Posted by Levels on Friday, August 23, 2019
Aftermovie do aniversário de cinco anos da Levels, que rolou em julho.

Você e o Felipe também idealizaram a Ismo Design. Em quais partes o estúdio criativo entra na história da festa?

O crescimento do estúdio foi uma consequência muito legal que a festa nos proporcionou. Nós sempre levamos os dois negócios em paralelo, mas quando entendemos que era no cruzamento dos dois que estava o nosso diferencial, nos abrimos a possibilidades e conhecemos pessoas incríveis. Este ano tivemos a primeira oportunidade de trabalhar como estúdio de design para a BURN Energy, que sempre foi o maior apoiador e patrocinador da Levels, iniciando com a identidade do BURN Residency Brasil

Foi uma oportunidade incrível de trabalhar com grandes profissionais da música eletrônica e ainda resultou em uma parceria a longo prazo como agência de digital da BURN e agência de novos produtos da Monster Energy. Além disso, trabalhamos com vários eventos e marcas da música eletrônica que admiramos muito, como D-EDGE, Colours, Sunset Sessions e Warung Tour.

Duas cabeças pensam melhor do que uma. Isso também funciona para você e o Felipe? No âmbito profissional, quais as melhores características de cada um para fazer as coisas acontecerem em harmonia?

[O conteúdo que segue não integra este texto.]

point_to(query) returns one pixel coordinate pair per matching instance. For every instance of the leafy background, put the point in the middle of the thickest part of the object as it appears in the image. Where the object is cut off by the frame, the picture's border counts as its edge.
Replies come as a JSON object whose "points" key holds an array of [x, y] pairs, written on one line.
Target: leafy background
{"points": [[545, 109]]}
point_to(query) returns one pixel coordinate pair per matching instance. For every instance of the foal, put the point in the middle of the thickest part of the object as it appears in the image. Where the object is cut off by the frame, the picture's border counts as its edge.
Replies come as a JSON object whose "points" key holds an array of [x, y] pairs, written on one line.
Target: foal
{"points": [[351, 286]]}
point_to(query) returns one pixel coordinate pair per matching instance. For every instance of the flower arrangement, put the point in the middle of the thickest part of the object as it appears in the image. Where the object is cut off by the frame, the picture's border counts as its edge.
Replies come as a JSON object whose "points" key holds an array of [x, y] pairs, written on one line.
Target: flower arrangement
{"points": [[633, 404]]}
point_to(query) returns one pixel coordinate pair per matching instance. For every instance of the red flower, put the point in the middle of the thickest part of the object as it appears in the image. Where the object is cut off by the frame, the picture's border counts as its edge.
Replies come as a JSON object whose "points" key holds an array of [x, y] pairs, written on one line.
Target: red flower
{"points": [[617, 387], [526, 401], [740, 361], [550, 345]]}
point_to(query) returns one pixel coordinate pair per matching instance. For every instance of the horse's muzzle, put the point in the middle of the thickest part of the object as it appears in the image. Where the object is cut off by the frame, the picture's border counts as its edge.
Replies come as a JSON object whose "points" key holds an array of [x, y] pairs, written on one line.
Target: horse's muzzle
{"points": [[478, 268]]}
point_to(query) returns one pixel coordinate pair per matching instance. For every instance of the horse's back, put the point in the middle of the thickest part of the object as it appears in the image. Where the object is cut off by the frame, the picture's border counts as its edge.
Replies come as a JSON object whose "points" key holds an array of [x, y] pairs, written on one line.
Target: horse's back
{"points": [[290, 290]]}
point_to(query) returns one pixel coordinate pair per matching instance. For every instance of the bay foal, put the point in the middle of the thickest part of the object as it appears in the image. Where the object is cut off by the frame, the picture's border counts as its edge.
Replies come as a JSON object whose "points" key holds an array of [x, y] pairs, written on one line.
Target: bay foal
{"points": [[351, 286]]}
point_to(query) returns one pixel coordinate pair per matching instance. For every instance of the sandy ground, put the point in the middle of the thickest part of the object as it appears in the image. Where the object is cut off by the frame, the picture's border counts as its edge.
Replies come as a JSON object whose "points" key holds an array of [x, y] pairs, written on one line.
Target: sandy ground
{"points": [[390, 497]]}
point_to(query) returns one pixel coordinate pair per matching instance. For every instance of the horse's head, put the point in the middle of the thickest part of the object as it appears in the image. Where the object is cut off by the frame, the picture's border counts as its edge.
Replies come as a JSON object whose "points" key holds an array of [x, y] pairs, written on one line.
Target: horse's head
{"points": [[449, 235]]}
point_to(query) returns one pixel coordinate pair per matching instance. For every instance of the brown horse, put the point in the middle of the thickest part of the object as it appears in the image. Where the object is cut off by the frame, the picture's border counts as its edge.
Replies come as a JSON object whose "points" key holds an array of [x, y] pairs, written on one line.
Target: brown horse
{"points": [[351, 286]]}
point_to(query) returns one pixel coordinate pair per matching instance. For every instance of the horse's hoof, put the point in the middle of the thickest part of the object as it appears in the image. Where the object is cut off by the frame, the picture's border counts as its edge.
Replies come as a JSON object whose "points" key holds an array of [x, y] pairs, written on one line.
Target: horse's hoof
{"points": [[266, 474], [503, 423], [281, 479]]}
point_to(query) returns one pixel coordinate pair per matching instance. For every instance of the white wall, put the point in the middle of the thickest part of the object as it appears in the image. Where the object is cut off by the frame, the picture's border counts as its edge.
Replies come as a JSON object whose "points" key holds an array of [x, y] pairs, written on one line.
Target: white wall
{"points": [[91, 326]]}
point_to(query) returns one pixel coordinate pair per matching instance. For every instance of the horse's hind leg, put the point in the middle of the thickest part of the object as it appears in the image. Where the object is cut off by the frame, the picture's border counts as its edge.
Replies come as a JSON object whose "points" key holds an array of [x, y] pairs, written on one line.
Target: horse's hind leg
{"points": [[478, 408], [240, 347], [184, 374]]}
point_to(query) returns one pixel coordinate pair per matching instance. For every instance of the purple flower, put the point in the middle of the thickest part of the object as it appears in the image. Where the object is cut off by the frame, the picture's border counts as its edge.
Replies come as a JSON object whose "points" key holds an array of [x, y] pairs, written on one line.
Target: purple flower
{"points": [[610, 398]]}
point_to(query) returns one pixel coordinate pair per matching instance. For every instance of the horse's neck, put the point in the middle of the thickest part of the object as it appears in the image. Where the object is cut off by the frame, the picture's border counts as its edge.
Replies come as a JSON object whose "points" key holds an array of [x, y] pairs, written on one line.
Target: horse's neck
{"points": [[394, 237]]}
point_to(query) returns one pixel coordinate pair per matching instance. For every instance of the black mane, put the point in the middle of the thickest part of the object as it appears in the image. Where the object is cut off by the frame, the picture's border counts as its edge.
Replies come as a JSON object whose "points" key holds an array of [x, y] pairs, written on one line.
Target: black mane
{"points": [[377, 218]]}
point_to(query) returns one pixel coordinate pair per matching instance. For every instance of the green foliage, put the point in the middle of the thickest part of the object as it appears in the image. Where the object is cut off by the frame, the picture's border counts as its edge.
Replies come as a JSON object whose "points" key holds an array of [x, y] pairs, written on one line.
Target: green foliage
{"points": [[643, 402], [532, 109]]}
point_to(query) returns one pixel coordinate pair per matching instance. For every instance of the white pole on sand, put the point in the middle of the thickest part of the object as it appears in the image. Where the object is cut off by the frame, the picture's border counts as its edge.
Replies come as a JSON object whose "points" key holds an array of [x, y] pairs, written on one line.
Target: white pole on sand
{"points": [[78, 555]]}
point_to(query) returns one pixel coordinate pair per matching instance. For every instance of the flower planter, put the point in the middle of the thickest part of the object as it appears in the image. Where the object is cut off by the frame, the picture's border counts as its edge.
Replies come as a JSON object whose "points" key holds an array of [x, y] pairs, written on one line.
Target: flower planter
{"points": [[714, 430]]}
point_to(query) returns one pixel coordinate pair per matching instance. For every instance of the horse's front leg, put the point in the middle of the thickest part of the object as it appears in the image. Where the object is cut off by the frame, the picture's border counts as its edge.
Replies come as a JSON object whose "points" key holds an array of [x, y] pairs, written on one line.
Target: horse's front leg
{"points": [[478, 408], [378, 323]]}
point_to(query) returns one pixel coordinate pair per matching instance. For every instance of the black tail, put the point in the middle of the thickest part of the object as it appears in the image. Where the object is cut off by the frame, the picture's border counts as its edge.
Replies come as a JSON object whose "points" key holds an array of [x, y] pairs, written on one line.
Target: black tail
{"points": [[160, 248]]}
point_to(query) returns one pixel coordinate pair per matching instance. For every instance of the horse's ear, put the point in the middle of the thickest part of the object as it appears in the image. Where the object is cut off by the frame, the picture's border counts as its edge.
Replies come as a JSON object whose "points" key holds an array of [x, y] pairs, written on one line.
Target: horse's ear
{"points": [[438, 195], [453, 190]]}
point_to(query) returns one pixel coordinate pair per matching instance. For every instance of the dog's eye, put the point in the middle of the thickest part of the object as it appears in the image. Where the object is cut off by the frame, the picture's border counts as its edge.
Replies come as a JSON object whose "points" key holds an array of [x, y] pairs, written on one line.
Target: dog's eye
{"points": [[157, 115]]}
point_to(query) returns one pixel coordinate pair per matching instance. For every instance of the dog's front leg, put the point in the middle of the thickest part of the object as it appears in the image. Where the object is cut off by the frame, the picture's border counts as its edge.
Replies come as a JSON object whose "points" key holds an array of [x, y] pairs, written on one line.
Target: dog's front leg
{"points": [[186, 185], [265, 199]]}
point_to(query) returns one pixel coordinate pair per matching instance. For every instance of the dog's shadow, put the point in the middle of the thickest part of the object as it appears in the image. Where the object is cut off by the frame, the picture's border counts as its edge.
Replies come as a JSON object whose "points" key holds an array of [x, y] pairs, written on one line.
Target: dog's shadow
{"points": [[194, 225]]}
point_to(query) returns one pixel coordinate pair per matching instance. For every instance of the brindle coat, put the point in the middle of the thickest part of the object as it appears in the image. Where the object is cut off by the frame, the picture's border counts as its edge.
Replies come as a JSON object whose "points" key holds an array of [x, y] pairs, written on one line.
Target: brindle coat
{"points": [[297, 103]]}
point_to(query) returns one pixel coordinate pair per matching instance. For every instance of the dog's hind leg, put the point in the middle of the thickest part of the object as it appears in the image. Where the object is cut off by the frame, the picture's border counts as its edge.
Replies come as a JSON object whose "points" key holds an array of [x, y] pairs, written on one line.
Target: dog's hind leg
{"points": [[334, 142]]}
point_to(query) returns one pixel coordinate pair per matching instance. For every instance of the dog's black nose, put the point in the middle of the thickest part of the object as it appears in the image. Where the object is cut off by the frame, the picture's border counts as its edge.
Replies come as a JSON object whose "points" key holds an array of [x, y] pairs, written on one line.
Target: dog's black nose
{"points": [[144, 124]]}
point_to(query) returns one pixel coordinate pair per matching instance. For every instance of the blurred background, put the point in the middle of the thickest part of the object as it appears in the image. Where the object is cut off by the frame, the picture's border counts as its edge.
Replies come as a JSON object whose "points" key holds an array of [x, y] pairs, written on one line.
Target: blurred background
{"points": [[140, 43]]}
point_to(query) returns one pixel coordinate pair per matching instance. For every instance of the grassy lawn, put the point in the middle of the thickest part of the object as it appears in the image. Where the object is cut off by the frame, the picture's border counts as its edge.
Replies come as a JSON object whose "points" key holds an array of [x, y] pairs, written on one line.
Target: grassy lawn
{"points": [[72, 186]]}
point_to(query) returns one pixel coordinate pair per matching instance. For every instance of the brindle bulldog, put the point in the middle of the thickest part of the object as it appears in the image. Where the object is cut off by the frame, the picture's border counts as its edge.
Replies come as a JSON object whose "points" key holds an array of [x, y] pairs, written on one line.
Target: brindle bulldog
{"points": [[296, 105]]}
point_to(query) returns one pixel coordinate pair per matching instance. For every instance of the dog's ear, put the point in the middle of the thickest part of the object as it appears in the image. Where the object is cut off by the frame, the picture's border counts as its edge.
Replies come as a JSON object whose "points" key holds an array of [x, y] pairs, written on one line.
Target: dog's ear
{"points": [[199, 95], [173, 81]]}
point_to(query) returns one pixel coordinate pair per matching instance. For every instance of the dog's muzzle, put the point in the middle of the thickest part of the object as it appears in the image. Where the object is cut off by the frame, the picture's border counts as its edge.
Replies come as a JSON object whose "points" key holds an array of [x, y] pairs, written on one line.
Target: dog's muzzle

Com certeza, sim! Eu sou a eterna otimista, sonhadora e criativa que às vezes entra em uma montanha russa de sentimentos. O Felipe é cauteloso, sempre vê todas as possibilidades de um projeto e muitas vezes me mantém com os pés no chão — quando ele consegue (risos). Acho que o nosso equilíbrio nos trouxe até aqui e é essencial para que tudo saia como idealizamos.

Levels MiniFestival
Kaká Franco, L_cio (abaixado), Rodriguez Jr., Carol, Felipe, Ella de Vuono e Paul Manzon em edição da Levels. Foto: Juliano Conci/Divulgação

A Levels sempre aconteceu no formato sunset? Quais foram os principais motivos que levaram vocês a apostarem neste estilo?

Quando iniciamos a festa, Porto Alegre estava carente de festas itinerantes, mas possuía clubs próximos ou algumas festas nas cidades vizinhas. Por isso, vimos que fazer uma sunset poderia ser uma oportunidade justamente para não competir com o que já estava sendo feito. Além disso, logo depois a cidade passou a ter uma lei que proíbe eventos depois da meia-noite em locais que não possuam tratamento acústico e alvará de casa noturna. Então o motivo começou como um diferencial mas hoje é uma necessidade mesmo.

Entre os artistas que vocês ainda não conseguiram trazer para a Levels, há algum que está no topo da lista?

São tantos! A Levels nunca focou em único estilo, então os artistas e sonhos são muitos! Para citar alguns: Bicep, DJ Tennis, DJ Koze, Patrice Bäumel, Four Tet, KiNK, Seth Troxler, The Black Madonna, John Talabot, &ME, Adriatique, H.O.S.H.… Vou parar por aqui, mas a lista ainda é bem maior (risos).

Levels MiniFestival
Levels 5 Anos. Foto: Juliano Conci/Divulgação

Você possui um amplo conhecimento em música eletrônica, uma característica que certamente ajuda muito no dia a dia com a Levels. Como você busca se manter atualizada nesse cenário? 

Isso é algo bem engraçado! Eu não sei tocar, sempre fiquei nervosa em frente a um CDJ, já o Felipe, adora! Então temos pesquisas bem diferentes: eu sou a viciada dos sets, estou sempre buscando alguns bem recentes para escutar o que os artistas estão tocando no momento e tentando imaginar como foi a reação do público com a construção da apresentação. Já o Felipe tem uma pesquisa muito mais orientada a gravadoras, novos lançamentos e produtores.

Neste fim de semana vocês realizam a terceira edição do Levels MiniFestival, contando com nove DJs e outras ativações bem legais para o público. Quais têm sido os principais desafios da produção do evento?

Cada evento temos um novo aprendizado. Nós estamos sempre buscando trazer novas experiências e ideias diferentes a cada festa, coisas que proporcionem uma experiência marcante e que não necessariamente tenham a ver com a música.

Ultimamente tenho sentido dificuldade em conseguir explicar todos esses conteúdos em dois meses de divulgação. Acaba sendo um desafio, ainda mais com o menor alcance nas redes sociais. Outra dificuldade é manter o equilíbrio para montar lineups que tragam novidades interessantes mas que, de alguma forma, sejam um pouco familiares. Acredito que essa mescla está muito ligada ao engajamento geral do público com o evento.

* Marllon Gauche é colaborador da Phouse.